Anders brief is not supported by the record. As this court has reviewed the record and found that the errors indicated by the appellant lack merit, appellant’s counsel cannot be ineffective for stating that those errors were meritless. Appellant failed to rebut the presumption of his appellate counsel’s reasonable professional assistance. We overrule appellant’s second point of error.Motion to Withdraw

           Appellant’s court-appointed counsel filed a motion to withdraw as counsel and a brief concluding that the appeal is wholly frivolous and without merit. The brief states that a copy was delivered to appellant, whom counsel advised by letter of appellant’s right to examine the appellate record and file a pro se brief. See Stafford v. State, 813 S.W.2d 503, 510 (Tex. Crim. App. 1991). We have carefully reviewed the record, counsel’s brief, and appellant’s brief. We find no reversible error in the record, and agree that the appeal is wholly frivolous.

           We grant counsel’s motion to withdraw.
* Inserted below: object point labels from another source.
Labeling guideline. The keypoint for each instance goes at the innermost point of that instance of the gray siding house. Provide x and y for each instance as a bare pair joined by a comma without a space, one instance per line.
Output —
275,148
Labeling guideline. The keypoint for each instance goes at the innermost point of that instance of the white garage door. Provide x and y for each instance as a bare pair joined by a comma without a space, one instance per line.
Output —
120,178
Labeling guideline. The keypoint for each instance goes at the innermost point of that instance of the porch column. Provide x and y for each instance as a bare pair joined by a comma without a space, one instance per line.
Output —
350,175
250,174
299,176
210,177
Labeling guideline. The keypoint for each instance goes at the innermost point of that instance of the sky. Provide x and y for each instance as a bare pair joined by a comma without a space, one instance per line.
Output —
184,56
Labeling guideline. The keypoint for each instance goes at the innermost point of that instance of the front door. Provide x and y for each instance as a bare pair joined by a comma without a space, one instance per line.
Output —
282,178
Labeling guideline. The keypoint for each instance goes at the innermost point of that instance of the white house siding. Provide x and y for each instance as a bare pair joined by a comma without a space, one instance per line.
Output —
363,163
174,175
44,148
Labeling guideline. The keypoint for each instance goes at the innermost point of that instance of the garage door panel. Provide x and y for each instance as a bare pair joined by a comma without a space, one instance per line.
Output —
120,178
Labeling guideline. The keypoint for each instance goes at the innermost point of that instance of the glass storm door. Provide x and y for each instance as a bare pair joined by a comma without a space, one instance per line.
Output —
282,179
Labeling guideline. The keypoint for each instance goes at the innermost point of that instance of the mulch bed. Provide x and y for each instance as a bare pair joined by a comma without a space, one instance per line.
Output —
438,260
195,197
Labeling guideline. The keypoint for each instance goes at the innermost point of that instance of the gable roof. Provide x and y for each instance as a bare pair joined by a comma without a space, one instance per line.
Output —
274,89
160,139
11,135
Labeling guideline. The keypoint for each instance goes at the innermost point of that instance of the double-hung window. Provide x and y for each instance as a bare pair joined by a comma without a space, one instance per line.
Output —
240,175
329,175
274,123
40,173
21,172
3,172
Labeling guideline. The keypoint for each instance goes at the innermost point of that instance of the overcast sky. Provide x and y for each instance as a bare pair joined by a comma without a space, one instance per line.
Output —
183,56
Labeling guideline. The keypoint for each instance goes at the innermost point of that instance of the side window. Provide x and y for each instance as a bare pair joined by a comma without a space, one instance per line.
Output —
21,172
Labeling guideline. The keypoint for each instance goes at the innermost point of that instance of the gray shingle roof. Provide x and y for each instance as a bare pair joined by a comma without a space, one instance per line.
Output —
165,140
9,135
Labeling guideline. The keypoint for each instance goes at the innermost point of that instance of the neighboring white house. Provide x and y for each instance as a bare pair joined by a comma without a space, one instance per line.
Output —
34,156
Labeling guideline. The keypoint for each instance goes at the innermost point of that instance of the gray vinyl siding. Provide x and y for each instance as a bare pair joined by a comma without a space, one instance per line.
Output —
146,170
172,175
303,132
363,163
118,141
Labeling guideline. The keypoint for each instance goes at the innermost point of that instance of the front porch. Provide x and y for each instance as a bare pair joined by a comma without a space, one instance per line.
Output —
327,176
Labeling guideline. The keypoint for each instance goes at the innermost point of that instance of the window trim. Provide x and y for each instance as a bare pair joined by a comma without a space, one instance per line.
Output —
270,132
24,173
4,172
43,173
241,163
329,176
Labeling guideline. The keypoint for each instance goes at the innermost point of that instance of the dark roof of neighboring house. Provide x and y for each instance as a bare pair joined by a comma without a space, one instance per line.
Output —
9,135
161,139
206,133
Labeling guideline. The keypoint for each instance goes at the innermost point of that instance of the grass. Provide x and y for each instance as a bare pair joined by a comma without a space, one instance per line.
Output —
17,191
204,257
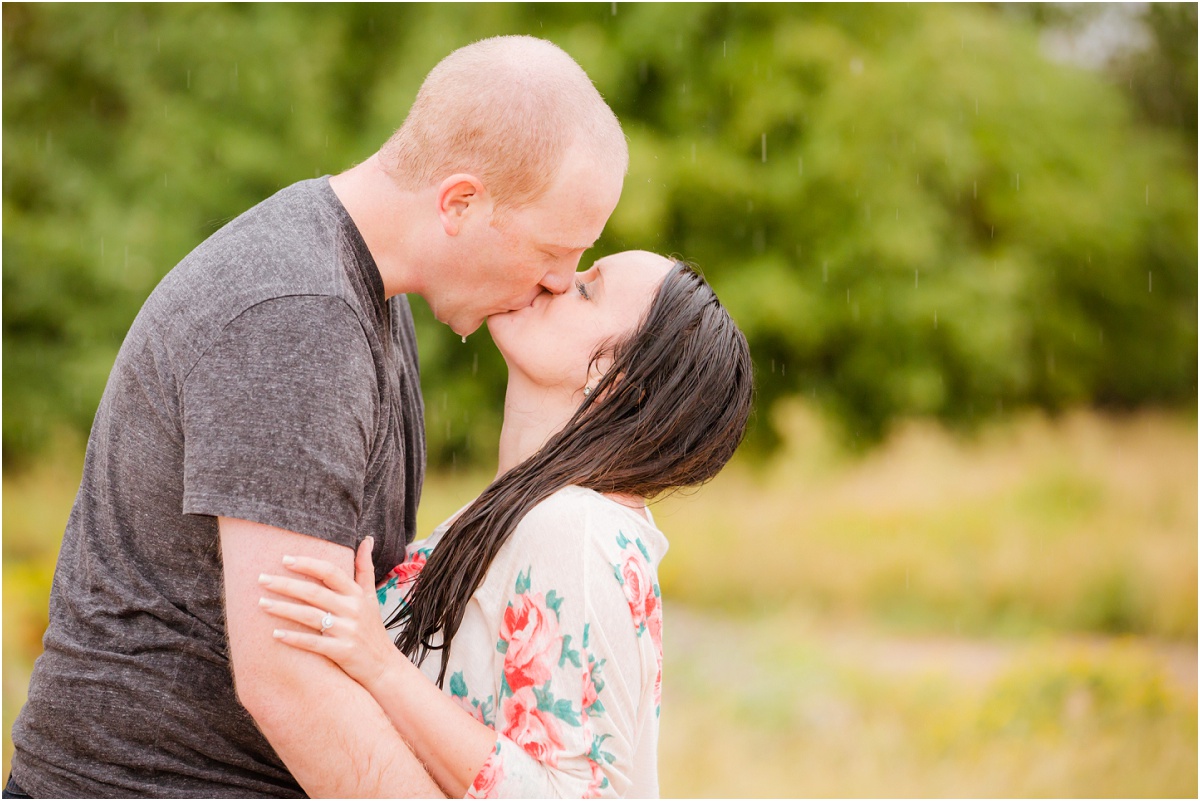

See Stephens v. State, 35 S.W.3d 770, 771 (Tex. App.—Houston [1st Dist.] 2000, no pet.).

 

 

 

CONCLUSION

           We affirm the judgment of the trial court.

 

 

                                                                  Sam Nuchia

                                                                  Justice

 

 

Panel consists of Justices Hedges, Nuchia, and Higley.

Do not publish. Tex. R. App. P. 47.2(b).